Mr. Blackman furnished the lumber from his farm and sawmill. The high, one-room frame building had a door at the front, three windows with wooden shutters on each side, and a small window cut out at the back. The desks were double seats and a Chart was used to teach reading and spelling.
George Baskette, who taught at his home on Burleson Lane before and after the war, was later a teacher here.
Blanche Bass and Richie Wade Ferguson were also teachers.
Students remembered by Richie Wade were Lillian, James, and Janie Mai Batey, and Frank Vaughn. Other family names were Rowlette, Garvin, Hudson, Bass, and Beasley.
According to Miss Wade, subjects taught in the eighth grade were those now taught in the tenth.
The building was also the Brown’s Chapel Methodist Church named after Allison Brown, the first pastor.
Brother Jerry Cullum, M. E. circuit rider, preached here many times. From 1900-1923 the church became all denominational.
When a new Methodist Church was built on the Manson Road, the building was abandoned. It was used as a barn and then as a store from 1966-1974. The building is still standing in 1986.
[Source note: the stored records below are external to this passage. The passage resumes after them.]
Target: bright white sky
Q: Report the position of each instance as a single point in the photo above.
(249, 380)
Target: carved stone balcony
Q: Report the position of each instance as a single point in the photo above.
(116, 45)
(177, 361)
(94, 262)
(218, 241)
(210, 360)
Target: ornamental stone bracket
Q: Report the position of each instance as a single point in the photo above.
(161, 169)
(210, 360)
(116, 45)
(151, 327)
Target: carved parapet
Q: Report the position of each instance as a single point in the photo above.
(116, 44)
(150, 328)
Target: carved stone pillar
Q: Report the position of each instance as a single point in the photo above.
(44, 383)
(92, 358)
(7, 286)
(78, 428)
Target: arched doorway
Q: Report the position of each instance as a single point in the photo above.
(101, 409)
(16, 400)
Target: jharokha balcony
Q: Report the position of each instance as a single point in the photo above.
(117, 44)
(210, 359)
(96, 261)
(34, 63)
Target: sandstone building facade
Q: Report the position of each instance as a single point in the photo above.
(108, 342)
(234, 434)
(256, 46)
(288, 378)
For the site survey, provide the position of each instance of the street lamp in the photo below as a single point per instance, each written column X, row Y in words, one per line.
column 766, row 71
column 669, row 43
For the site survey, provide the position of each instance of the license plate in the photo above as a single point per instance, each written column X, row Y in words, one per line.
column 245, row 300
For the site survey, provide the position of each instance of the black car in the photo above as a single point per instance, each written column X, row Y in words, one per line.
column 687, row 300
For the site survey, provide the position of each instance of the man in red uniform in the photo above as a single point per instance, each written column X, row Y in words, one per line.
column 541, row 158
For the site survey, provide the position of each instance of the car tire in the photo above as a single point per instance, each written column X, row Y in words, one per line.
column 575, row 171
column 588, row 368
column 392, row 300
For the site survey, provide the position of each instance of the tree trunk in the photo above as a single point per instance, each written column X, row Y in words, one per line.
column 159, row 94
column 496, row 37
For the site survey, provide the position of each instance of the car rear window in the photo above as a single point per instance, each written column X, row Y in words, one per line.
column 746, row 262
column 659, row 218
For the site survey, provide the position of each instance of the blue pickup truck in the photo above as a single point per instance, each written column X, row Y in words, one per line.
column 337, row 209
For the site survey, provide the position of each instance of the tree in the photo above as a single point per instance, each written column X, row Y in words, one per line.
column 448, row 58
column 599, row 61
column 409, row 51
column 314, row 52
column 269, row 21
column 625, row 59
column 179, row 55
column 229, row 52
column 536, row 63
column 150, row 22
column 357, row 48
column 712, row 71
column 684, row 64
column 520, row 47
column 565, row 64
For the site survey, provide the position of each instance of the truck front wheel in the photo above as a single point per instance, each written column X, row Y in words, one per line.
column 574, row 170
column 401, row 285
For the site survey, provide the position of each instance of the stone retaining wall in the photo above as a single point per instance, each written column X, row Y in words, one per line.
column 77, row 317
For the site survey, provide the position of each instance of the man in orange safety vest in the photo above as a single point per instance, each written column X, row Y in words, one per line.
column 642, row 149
SOURCES: Larry Jobe, “Blackman Community,” in the Rutherford Historical Society fi1e. Robert W. Baskin, History of Blackman-Salem-Windrow Communities 1973. Typewritten. Interviews, July 30, 1984, with William Wood, a resident in the area; Oct. 11, 1985, with *Bessie Lee Batey Haynes and Fannie Batey Talley, granddaughters of Alfred Watson Blackman. *Richie Wade Ferguson, b. Oct. 27, 1891, who at the age of eighteen taught her first school here and boarded with Mr. and Mrs. Andrew Blackman.